SUMENEP, (TransMadura.com) –
Kasus laporan dugaan ijazah palsu mantan Kepala Desa (Kades) Guluk-Guluk, Kecamatan Guluk Guluk, Sumenep kembali menghangat. Pasalnya, laporan sejak tahun 2018, bahkan tiga tahun lebih kasus tersebut jalan ditempat, alias tidak ada kabar.
“Ternyata kasus tersebut jalan ditempat, bahkan masih dalam tahap penyelidikan, sungguh ini luar biasa 3 tahun masih tahap penyelidikan,” kata Praktisi Hukum, Syafrawi, SH. Kepada media ini.
Harusnya, Kata Ketua Peradi ini, walaupun dalam Perkapolri no 14 tahun 2012 tidak lagi ada batasan waktu dalam managemen penyidikan, Namun penyidik memperhatikan azas kepatutan sesuai dengan perkaranya.
“Apakah itu masuk kategori perkara mudah, sedang, sulit dan sangat sulit, melihat azas kepatutan,” ungkapnya.

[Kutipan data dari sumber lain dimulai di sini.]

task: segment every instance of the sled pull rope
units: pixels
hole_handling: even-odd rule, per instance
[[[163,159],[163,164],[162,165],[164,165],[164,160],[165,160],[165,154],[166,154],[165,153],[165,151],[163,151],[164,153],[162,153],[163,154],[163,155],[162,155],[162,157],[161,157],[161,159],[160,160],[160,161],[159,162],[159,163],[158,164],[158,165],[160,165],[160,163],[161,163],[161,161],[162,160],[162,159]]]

Oleh karena itu, pihaknya berharap penyidik betul betul transparan dan profesional dalam menangani kasus itu. “Kalau memang ada kendala ya, harus jelas apa kendalanya, jangan kemudian kasus ini ngendap tidak jelas apa permasalahannya kok sampai 3 tahun masih penyelidikan,” ujarnya.
Menurut pengacara asal Sumenep ini, kalau memang kasus tersebut tidak cukup bukti dinaikkan ke tahap penyidikan, tentunya bisa menghentikan.
“Jangan kemudian membiarkan tanpa ada kepastian hukum bagi terlapor,” ucapnya.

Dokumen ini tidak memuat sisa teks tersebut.